September 19, 2017
Two years ago, the United Nations adopted the Sustainable Development Goals. Since then BASF has been actively supporting the United Nations with the implementation of the SDGs. They form the framework for sustainable management at an economic, environmental and social level. Thorsten Pinkepank, Director Sustainability Relations at BASF SE, provided insights about what has happened in the last two years since the implementation of the SDGs has started.
Thorsten Pinkepank: The goals formulated in the SDGs were to be expected as some of the issues had already been addressed by the Millennium Goals. However, what is new and remarkable – especially when looking at the current status of global politics – is, that basically all nations managed to agree on what current problems have to be actively tackled and what needs to be improved for future generations. The universality of the goals is also new: unlike the Millennium Goals, the SDGs not only apply to emerging and developing countries, but to all countries. We at BASF welcome this improvement and highly appreciate that economic growth has now been identified as a necessary contribution to sustainable development. In addition, the UN Member States have backed the cooperation with many partners: aside from NGOs and politics, this time business and companies like BASF were also involved in the formulation of the goals.
Over the past two years, the SDGs have been established as a general international framework, despite some resistance and criticism in the beginning. By now, major global corporations have started to integrate the SDGs into their strategies. However, there is still a way to go until they become known across all industries and society at large, but we can already see that politicians have intensively discussed and picked up on them. There are certain topics which require further work and the SDGs have brought these to the fore. After only two years, it becomes obvious that these goals can only be achieved if everyone works together.
The Sustainable Development Goals are not only important for companies like BASF. Networks such as the UN Global Compact or CSR Europe have recognized their significance and use them as a framework for structure activities. The German government and the EU Commission have recognized the relevance of the SDGs and use them as a reference frame. This is underpinned by the fact that the German government uses the SDGs as a guiding theme for the German Sustainable Development Strategy.
Simply said: business is crucial when it comes to achieving the goals. We need new innovations, processes and products to make a significant contribution to a sustainable future. Hunger, poverty, energy, water – these are key challenges requiring technical and business solutions in all countries. Companies have to focus and offer new products and innovations in their relevant fields of expertise.

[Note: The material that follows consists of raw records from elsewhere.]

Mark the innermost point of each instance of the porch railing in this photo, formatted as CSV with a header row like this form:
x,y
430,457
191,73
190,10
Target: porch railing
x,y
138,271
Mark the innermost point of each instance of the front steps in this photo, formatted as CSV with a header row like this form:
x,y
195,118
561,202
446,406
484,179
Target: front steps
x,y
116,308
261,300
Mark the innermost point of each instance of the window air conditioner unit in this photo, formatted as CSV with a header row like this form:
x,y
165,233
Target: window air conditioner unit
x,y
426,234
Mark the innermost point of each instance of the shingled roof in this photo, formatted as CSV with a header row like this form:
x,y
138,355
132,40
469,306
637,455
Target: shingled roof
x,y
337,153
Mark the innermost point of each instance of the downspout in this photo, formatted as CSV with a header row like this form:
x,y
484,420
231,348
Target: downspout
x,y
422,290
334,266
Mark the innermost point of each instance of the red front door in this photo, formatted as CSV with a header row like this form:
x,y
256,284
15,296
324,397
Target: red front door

At BASF, we contribute to the SDGs in many different ways. Besides product solutions, we also offer innovative business models in these areas I have just mentioned: for example, the idea behind our Starting Ventures Program is to provide people whose basic needs are not currently met with entrepreneurial solutions. That way they can increase their income and quality of life for themselves. One project in Africa is geared towards providing local people with a better supply of staple food. Most of the local food is covered in fungal spores which greatly increases the health risks to the population. BASF supports the local people by providing them with a simple food additive to increase the quality of the food and binds the fungal spores. In the same way, we support innovative ideas which deal with water treatment and the desalination of sea water to ensure a reliable source of potable water.
It is difficult to predict to which extent the Sustainable Development Goals will be fulfilled by 2030. Most likely topics addressed by the SDGs will never be fully completed. However, for the sustainable future of generations to come, we must actively address those issues in short, but also the long-term. One thing is clear: Sustainability is a journey that never ends. New challenges will always ask for new answers – and this really is a big endeavor.